Honestly, I don’t even know how I got into running – and why I’ve stayed into it, because it’s painful and arduous and agonizing. For years, I refused to jog, after I graduated from college. When I had to jog in college as a way to stay in shape for soccer and softball, it was an obligation.
But once I went into the working world, I tried. And I couldn’t jog more than a mile. And it sucked. And I gave it up and traded it in for a bike, which was much easier but still gave me a sense of satisfaction.
I can trace my innate fear of running. In elementary school – yes, in ELEMENTARY SCHOOL – we were required to run a mile as part of the Presidential Fitness Test. Yes, President Reagan mandated that we run a mile. I’m that old. Anyhow. We were never trained to prepare for the mile run, the dreaded mile run. We were never told to run a lap around the soccer field as a warm-up before class, or that this test would be coming. We’d just show up at gym class and Mr. Lord (who was more like Mr. Devil) would announce, “Guess what, kids! You’re going to run a mile on Wednesday!”
Four laps around the massive field behind the elementary school. Being the non-athletic kid in the class (believe it or not, I was once unathletic), I’d find a way not to run that mile. I’d wear the wrong shoes that day. Or I’d go to school in a turtleneck and skirt. Or I’d feign an illness.
Finally, the day came when I had to run that mile. Or fail gym class and disappoint my parents.
Mr. Lord barked at us, telling us non-athletic fourth graders how awfully out of shape we were, and that we weren’t competent athletically and generally laughing at the kids who couldn’t run that mile. It was mortifying, and he did that to every kid in his class who couldn’t turn a cartwheel or kick a soccer ball … or run a mile.
Mr. Lord had no business being a teacher, did he?
Years later, as I started to jog again, I realized a few things:
We are likely never properly trained to jog. It’s not an easy endeavor, and so much of it is about mechanics. Efficiency is as important as speed, and sometimes even more important.
If you can jog a mile, you’re doing OK. Keep going.
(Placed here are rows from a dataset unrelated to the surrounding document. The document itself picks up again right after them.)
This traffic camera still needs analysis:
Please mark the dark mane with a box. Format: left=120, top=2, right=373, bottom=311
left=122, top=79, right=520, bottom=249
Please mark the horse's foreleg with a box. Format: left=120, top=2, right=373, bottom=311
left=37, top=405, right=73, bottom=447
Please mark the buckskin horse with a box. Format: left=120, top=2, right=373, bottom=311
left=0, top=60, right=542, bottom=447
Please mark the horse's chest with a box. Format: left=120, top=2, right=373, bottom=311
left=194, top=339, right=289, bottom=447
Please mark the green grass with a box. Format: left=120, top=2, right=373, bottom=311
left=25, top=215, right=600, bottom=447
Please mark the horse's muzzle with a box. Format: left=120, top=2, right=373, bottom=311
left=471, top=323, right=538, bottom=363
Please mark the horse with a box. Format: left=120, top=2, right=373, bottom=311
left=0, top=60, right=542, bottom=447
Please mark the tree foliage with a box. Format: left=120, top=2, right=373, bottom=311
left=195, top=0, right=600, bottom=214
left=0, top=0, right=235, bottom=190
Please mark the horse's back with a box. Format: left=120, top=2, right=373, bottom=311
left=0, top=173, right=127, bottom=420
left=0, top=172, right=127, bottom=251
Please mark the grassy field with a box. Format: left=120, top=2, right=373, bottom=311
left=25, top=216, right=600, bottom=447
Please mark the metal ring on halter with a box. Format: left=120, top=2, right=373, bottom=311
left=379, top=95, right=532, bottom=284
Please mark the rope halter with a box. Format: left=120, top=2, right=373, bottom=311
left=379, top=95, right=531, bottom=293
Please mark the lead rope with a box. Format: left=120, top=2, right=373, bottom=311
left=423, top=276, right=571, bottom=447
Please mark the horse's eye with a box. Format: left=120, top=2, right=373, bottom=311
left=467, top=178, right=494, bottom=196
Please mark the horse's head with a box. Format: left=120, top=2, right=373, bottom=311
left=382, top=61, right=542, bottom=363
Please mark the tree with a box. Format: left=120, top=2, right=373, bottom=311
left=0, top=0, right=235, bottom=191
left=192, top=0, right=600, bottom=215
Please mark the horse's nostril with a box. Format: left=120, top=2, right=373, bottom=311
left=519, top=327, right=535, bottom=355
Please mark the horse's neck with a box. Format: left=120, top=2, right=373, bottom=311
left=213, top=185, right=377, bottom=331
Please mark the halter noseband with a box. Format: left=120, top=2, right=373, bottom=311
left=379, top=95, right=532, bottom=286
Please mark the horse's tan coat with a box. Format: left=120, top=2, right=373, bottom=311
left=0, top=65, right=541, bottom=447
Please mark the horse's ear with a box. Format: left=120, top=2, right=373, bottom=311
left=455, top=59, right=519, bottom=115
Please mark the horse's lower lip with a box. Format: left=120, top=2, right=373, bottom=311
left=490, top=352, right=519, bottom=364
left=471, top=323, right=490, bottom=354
There’s one more thing I realized, long before I started jogging again. I made the softball team in the ninth grade and I remember getting off the bus after an away game. Mr. Lord was the girls soccer coach at my high school, and was talking to some of his players. He and I made eye contact, and I nodded to him. And I thought one thing:
“All that yelling you did at me when I couldn’t run a mile, you probably never thought I’d become an athlete, did you?”